Yossi Schwartz ISL (Sección de la RCIT en Israel/Palestina ocupada) 28/08/2025
El jeque Hikmat al-Hajari, uno de los líderes de la comunidad drusa (arriba: imagen de drusos con sus banderas) en Siria y seguidor de Israel, pidió a la comunidad internacional que ayude a los drusos a establecer “un estado druso separado de Siria para proteger a los miembros de la comunidad”.
En una reunión grabada ayer con miembros de una delegación del movimiento “Pueblo de Honor”, una de las facciones armadas en Sweida, dijo: “Apelamos a todas las personas honorables del mundo, a los países y pueblos libres, a que nos apoyen en la declaración de una provincia separada que protegerá a nuestros hijos para siempre y para siempre. Lo que hemos experimentado recientemente, un ataque bárbaro, expone la intensidad del salvajismo en el que vivimos”.
Al-Hajari enfatizó la necesidad de “unir esfuerzos y frentes” y celebró el establecimiento de la Guardia Nacional, que incluye a las facciones armadas de Sweida y al Comité Jurídico Supremo del distrito. “ Nos felicitamos por haber alcanzado este acuerdo, que se asemeja a las instituciones estatales, lideradas por el ejército, que ahora está representado por la Guardia Nacional, junto con el Comité Judicial Supremo”, dijo. “Abrimos nuestro camino bajo un nuevo nombre, especialmente después del desastre que sufrimos, un desastre existencial, que está destinado a destruirnos a los ojos del mundo entero”. Un discurso que bien podría haber sido escrito en Israel.
Fuentes de seguridad israelíes de alto rango afirman que el anuncio del sábado pasado por parte de varias facciones drusas locales en Sweida de que habían unido fuerzas bajo el nombre de Guardia Nacional abre la puerta a nuevas complicaciones en el ámbito sirio local, en un contexto de crecientes tendencias de persecución de países divididos. Se espera que esta medida fortalezca aún más la posición de al-Hajri, quien recientemente ha liderado la confrontación con el régimen del presidente sirio Ahmed al-Shara. Esto dificultará aún más el control de la situación de seguridad en el sur de Siria.
Al-Hajari es considerado ahora la figura central ante los intentos de Al-Shara de entrar en Sweida y desarmarla, incluso antes de los feroces combates del mes pasado. Cuenta con el apoyo de los drusos en Siria e Israel, así como con el apoyo israelí, que se manifestó claramente en los ataques aéreos israelíes contra las fuerzas del régimen sirio que intentaron entrar en Suwayda a mediados de julio. Este apoyo le da a Al-Hajari margen para elevar el nivel de sus demandas.

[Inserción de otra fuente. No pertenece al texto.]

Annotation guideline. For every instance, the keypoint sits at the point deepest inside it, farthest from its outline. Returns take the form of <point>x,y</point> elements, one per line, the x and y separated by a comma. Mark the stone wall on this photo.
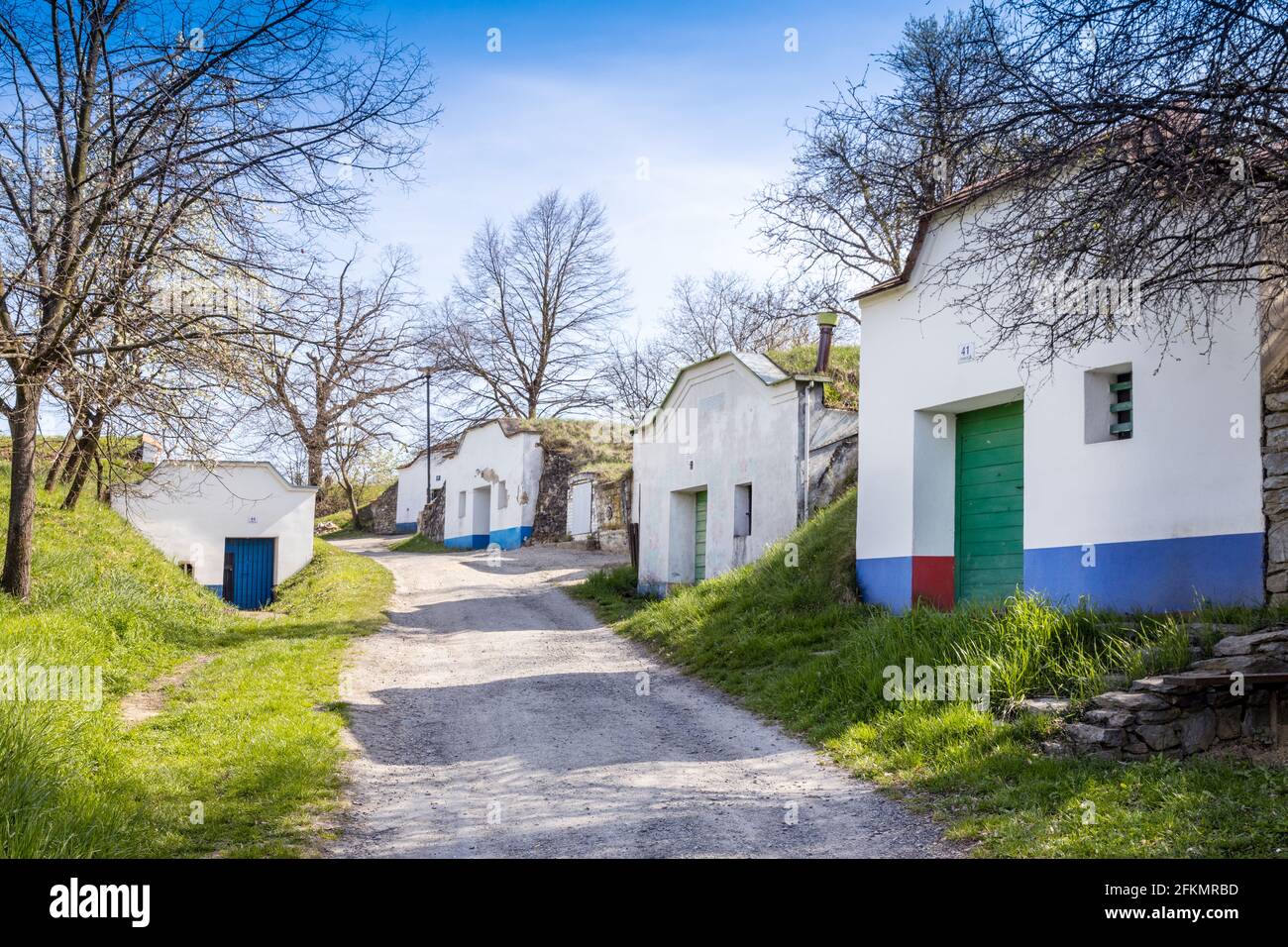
<point>1183,714</point>
<point>429,523</point>
<point>832,471</point>
<point>550,522</point>
<point>1274,453</point>
<point>384,512</point>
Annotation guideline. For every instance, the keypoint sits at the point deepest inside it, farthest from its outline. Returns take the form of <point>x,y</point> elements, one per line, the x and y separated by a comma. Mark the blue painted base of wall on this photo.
<point>1149,577</point>
<point>1153,577</point>
<point>885,581</point>
<point>467,541</point>
<point>511,538</point>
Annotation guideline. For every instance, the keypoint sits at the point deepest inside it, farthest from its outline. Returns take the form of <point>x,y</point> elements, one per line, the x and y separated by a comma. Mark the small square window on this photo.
<point>1109,403</point>
<point>1121,406</point>
<point>742,510</point>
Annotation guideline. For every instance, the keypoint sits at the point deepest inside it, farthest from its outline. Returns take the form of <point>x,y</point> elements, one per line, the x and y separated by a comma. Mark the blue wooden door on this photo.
<point>249,573</point>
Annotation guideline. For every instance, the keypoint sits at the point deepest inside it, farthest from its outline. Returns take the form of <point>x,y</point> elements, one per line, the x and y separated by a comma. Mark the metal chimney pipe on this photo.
<point>825,324</point>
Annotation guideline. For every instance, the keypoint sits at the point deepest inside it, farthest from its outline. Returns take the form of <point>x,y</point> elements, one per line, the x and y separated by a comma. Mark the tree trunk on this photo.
<point>314,454</point>
<point>86,455</point>
<point>64,453</point>
<point>351,497</point>
<point>16,578</point>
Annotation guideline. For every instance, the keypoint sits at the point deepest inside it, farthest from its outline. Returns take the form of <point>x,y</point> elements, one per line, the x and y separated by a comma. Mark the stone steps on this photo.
<point>1176,716</point>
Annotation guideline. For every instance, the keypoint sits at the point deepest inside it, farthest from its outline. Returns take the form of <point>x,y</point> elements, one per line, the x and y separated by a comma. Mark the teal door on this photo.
<point>990,528</point>
<point>699,536</point>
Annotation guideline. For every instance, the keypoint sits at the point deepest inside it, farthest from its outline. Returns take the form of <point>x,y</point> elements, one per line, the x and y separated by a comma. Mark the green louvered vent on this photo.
<point>699,536</point>
<point>1121,406</point>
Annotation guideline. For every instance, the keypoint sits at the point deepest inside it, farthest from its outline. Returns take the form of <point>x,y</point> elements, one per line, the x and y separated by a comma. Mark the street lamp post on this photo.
<point>429,444</point>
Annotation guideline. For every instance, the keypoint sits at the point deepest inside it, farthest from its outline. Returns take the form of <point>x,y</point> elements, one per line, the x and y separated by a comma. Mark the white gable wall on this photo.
<point>1173,509</point>
<point>411,488</point>
<point>720,428</point>
<point>484,460</point>
<point>187,510</point>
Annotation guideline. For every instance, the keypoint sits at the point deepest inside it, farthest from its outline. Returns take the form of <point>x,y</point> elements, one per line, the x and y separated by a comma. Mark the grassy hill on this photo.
<point>794,643</point>
<point>252,736</point>
<point>842,390</point>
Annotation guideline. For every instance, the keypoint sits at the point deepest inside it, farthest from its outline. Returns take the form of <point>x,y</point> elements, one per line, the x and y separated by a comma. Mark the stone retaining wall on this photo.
<point>1180,715</point>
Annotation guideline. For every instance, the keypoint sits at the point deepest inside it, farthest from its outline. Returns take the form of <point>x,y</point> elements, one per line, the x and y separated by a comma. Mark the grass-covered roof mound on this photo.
<point>589,445</point>
<point>842,390</point>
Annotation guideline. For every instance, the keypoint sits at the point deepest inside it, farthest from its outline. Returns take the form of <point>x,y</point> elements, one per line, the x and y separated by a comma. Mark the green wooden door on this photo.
<point>990,502</point>
<point>699,536</point>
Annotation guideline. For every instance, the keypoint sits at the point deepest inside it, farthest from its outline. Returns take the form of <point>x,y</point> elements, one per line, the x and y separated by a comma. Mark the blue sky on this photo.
<point>580,93</point>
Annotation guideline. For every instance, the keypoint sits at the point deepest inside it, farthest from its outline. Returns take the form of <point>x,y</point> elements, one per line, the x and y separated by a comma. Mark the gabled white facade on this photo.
<point>733,440</point>
<point>1151,521</point>
<point>191,509</point>
<point>411,487</point>
<point>490,486</point>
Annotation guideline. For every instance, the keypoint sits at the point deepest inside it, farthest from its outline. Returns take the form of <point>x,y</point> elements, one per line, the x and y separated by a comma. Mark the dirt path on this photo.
<point>496,718</point>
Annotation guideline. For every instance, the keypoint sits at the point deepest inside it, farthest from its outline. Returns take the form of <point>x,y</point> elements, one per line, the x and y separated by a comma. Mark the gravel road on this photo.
<point>493,716</point>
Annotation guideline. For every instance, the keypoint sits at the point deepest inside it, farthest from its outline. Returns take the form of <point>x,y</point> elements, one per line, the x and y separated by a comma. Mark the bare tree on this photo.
<point>520,333</point>
<point>360,454</point>
<point>1145,182</point>
<point>349,351</point>
<point>868,165</point>
<point>163,136</point>
<point>726,312</point>
<point>638,375</point>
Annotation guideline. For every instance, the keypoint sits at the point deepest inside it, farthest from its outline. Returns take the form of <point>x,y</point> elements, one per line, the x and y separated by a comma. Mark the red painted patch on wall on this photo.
<point>932,579</point>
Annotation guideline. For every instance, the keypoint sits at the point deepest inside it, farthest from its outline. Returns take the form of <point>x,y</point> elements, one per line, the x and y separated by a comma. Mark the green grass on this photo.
<point>417,543</point>
<point>253,736</point>
<point>795,646</point>
<point>344,519</point>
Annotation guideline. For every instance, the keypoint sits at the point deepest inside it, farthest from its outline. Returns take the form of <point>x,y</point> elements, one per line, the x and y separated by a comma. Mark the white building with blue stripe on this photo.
<point>237,527</point>
<point>1125,476</point>
<point>490,483</point>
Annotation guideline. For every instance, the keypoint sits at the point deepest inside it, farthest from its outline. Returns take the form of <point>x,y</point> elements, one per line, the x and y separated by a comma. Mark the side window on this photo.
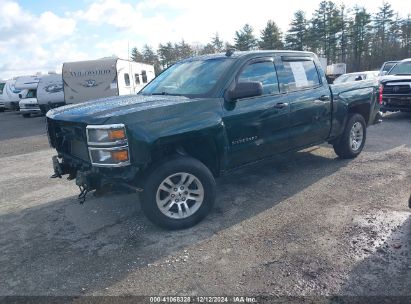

Para analizar lo que ocurre en Siria, debemos comprender la teoría y la estrategia de la revolución permanente. Para ser precisos, un aspecto clave. En países que no han experimentado una revolución democrática, y ningún país de Oriente Medio la ha experimentado, esta revolución no puede detenerse en la etapa democrática, sino que continúa hacia una revolución socialista liderada por la clase obrera bajo un liderazgo revolucionario.
Las tareas de la revolución democrática en Siria son derrocar el sangriento régimen de Assad, apoyado por la Rusia imperialista, Irán y Hezbolá. Además, su papel es expulsar el control imperialista, establecer la igualdad ante la ley, promover la unidad nacional, iniciar una revolución agraria e impulsar la industrialización.
En Siria, solo se llevó a cabo el aspecto político: el
derrocamiento del sangriento régimen de Asad. Las funciones restantes de la
revolución democrática aún estaban ausentes. Por lo tanto, el régimen sirio es
débil y permite la intervención de Israel y su aspiración a la Gran Tierra de
Israel, que incluye partes de Siria. La manera en que los sionistas logran esta
aspiración es dividir Siria en estados pequeños y débiles.